DockPred demonstrated our previous hypothesis  that both substrate and non-substrate small organic molecules have a tendency to bind to similar, energetically favorable sites on a target protein (“sticky” sites) regardless of their biological relevance, also applies to the binding of proteins. The query protein is docked on 13 different non-cognate partner proteins that vary in size and represent different protein folds (immunoglobulin, and other small protein folds). The success of DockPred showed that non-cognate protein ligands preferentially bind to the cognate binding site of a target protein . DockPred generates 2000 docked poses for each of the 13 binding partners using ZDOCK  or GRAMM . The query protein residues are each assigned a probability to be at an interface by taking the average number of times a residue appears at the interface of 2000 docked poses for each of 13 different binding partners. A residue is considered to be at the interface of a docked pose if any atom of this residue is within 4.0 A of any atom of the binding partner and if the contact was considered legitimate according to the CSU program .

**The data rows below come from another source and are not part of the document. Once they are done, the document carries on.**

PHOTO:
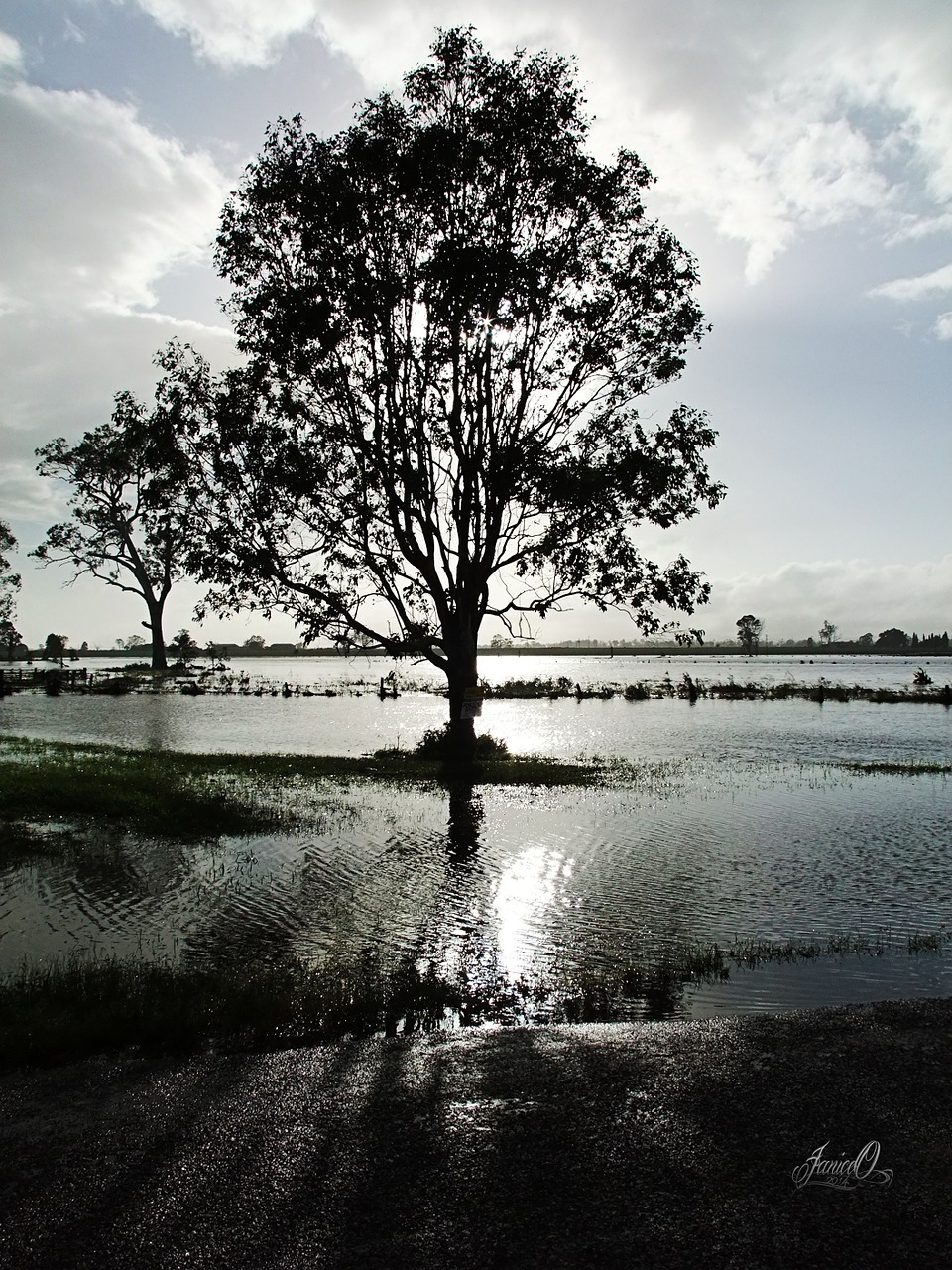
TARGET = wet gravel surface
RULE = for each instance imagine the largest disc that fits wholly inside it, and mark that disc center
(648, 1144)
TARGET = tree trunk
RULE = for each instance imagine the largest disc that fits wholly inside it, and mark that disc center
(462, 675)
(155, 626)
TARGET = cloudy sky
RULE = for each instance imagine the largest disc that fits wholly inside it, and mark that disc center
(802, 151)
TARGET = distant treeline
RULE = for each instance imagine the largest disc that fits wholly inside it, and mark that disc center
(892, 642)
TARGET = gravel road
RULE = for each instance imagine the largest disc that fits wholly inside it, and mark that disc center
(647, 1144)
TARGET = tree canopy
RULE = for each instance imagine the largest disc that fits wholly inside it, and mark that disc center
(449, 312)
(131, 508)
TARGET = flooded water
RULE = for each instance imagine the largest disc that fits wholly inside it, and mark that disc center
(742, 822)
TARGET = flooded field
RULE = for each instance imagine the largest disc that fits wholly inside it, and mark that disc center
(809, 842)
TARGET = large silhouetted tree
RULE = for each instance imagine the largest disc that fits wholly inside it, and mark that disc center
(131, 508)
(449, 310)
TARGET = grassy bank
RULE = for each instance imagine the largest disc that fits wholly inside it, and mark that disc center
(49, 786)
(67, 1008)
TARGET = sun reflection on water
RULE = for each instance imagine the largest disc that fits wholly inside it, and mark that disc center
(530, 887)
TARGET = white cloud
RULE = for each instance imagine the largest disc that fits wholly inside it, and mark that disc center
(794, 598)
(94, 207)
(234, 32)
(772, 121)
(26, 495)
(62, 370)
(10, 55)
(914, 289)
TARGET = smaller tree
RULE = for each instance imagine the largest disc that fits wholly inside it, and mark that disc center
(749, 630)
(55, 648)
(9, 580)
(893, 640)
(9, 638)
(131, 507)
(184, 647)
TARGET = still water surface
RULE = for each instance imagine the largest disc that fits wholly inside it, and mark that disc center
(740, 824)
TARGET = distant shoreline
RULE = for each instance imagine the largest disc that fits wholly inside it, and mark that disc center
(238, 653)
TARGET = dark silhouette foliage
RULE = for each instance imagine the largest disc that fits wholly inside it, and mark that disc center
(131, 508)
(449, 312)
(749, 630)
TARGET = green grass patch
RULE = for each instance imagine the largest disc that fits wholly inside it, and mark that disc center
(898, 769)
(62, 1010)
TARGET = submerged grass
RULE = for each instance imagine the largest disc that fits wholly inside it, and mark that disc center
(190, 797)
(62, 1010)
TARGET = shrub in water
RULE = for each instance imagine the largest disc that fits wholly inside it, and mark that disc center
(436, 744)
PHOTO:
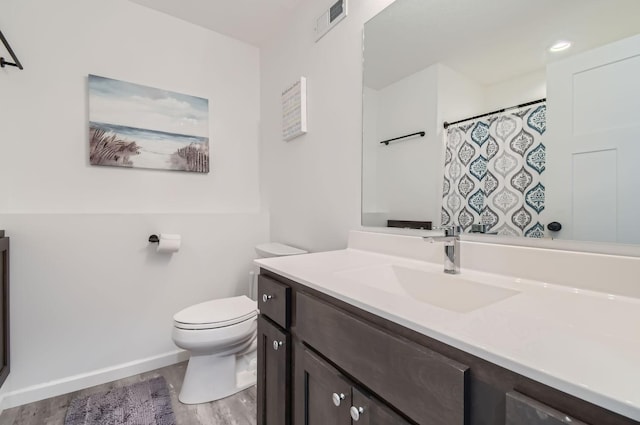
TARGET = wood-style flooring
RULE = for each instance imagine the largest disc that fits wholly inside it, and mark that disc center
(239, 409)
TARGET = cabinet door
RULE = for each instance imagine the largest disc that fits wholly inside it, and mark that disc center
(368, 411)
(273, 374)
(522, 410)
(327, 395)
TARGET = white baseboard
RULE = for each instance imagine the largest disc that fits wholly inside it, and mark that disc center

In this work, we present an Integrated Structure-based Protein Interface Prediction (ISPIP) method that generates an enhanced consensus prediction by integrating the predictive strengths of orthogonal template-based (PredUs 2.0), template-free (ISPRED4), and docking-based (DockPred) predictors. To develop ISPIP, regression models of varying complexity were trained on the three input classifiers’ interface scores for a training set of query proteins with known complex structures. Not only is ISPIP’s consensus predictor significantly enhanced relative to DockPred and the other input predictors, it also outperforms a previous consensus predictor (meta-PPISP) and a complex structure-based method (VORFFIP).